A Modest Proposal Irony
What are some examples of irony in "A Modest Proposal"?
Dramatic irony occurs when the audience or reader knows more than the character. Some might find it difficult to argue for the existence of dramatic irony in this essay, but if you were going to make a case for it, you could argue that the reader is certainly supposed to realize that the speaker presents an incredibly awful idea—despite the fact that the speaker thinks it is fantastic.
Other kinds of irony are easier to find. Irony, generally speaking, occurs when there is some discrepancy between expectation and reality. For example, when we read the title of this text—"A Modest Proposal"—we might expect, perhaps, a humble speaker presenting an uncontroversial idea: something suitably "modest." The reality is that this speaker is hardly humble—he thinks highly of himself and his idea for ridding the country of beggars—and the idea he presents could hardly be more controversial! He proposes that one-year-old children be sold as a source of food, so it would be difficult to imagine a proposal less modest than this one.

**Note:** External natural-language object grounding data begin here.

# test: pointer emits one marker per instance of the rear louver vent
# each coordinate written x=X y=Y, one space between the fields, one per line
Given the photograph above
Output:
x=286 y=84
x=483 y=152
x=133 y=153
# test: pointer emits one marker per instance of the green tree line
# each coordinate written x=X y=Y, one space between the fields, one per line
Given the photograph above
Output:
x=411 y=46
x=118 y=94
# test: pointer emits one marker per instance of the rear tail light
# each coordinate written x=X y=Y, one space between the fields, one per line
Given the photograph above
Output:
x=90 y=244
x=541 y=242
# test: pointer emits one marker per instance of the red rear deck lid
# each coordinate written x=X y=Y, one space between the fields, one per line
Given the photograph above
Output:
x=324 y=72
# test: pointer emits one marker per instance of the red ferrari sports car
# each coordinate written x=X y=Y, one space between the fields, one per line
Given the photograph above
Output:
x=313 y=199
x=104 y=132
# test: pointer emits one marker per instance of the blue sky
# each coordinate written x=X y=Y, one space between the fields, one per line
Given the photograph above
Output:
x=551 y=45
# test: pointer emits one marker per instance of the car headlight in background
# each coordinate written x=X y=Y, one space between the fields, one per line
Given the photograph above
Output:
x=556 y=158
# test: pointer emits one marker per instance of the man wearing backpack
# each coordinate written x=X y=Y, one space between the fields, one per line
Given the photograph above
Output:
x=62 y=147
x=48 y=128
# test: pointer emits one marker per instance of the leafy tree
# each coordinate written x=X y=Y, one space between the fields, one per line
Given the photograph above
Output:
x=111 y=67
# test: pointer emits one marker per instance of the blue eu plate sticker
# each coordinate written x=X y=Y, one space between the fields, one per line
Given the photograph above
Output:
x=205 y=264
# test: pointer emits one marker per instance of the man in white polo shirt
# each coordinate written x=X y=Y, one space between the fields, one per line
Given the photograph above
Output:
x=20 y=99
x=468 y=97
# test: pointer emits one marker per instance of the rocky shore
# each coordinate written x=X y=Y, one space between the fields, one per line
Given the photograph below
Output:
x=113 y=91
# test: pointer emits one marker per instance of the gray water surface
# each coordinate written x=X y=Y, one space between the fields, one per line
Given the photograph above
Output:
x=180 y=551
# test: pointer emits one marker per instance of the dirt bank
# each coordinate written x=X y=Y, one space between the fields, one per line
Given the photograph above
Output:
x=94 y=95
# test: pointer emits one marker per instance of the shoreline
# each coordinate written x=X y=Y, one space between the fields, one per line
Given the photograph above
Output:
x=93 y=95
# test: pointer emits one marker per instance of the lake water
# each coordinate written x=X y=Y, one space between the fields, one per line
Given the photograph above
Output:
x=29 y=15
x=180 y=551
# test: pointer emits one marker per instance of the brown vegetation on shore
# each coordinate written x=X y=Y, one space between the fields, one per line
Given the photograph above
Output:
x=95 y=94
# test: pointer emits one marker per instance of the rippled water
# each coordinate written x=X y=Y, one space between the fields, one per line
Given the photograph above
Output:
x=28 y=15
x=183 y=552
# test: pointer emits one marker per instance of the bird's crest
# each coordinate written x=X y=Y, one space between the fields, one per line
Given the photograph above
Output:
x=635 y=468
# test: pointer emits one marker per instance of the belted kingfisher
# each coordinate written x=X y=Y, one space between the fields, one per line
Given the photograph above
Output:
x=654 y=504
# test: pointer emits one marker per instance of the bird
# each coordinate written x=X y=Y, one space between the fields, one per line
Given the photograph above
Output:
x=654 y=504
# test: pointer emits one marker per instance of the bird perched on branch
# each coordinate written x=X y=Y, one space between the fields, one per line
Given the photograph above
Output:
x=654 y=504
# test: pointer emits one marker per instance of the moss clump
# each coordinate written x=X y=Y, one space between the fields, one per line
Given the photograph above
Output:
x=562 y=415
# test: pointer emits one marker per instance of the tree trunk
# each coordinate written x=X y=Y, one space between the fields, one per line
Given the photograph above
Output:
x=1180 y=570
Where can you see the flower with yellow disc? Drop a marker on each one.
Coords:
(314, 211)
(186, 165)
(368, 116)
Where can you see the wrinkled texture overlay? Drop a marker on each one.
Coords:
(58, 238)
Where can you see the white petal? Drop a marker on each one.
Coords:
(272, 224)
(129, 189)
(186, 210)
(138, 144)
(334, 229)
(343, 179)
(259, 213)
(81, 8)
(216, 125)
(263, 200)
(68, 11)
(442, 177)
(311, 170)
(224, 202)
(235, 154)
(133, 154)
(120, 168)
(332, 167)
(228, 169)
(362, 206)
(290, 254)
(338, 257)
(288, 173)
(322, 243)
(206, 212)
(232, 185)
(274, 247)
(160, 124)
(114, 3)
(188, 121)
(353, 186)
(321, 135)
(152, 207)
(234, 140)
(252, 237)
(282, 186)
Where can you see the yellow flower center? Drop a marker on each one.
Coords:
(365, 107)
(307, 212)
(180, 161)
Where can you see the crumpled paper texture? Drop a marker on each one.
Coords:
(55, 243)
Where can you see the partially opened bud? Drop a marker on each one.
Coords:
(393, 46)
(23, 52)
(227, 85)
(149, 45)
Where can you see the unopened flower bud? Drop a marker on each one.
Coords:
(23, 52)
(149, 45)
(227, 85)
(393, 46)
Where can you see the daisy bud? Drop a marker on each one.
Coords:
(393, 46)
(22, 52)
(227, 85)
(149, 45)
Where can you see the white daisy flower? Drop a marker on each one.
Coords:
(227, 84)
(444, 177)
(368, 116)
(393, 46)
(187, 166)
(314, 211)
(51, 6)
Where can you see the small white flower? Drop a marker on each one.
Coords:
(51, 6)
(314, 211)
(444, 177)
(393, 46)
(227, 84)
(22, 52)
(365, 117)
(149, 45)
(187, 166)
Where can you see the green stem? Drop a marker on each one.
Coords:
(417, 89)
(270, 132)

Another example of irony is that the speaker believes that his solution would solve many problems for the country, not the least of which is "that it will prevent those voluntary abortions, and that horrid practice of women murdering their bastard children, alas! too frequent among us." He laments how common it is for women to kill their children, but his plan is tantamount to the same thing! What is the difference between someone killing their child to preserve their reputation or selling their child to be someone's dinner? After such a statement as the above, we would expect the speaker's plan to somehow preserve or help these children. In reality, he just wants women to keep their children alive long enough so they can net the women a profit.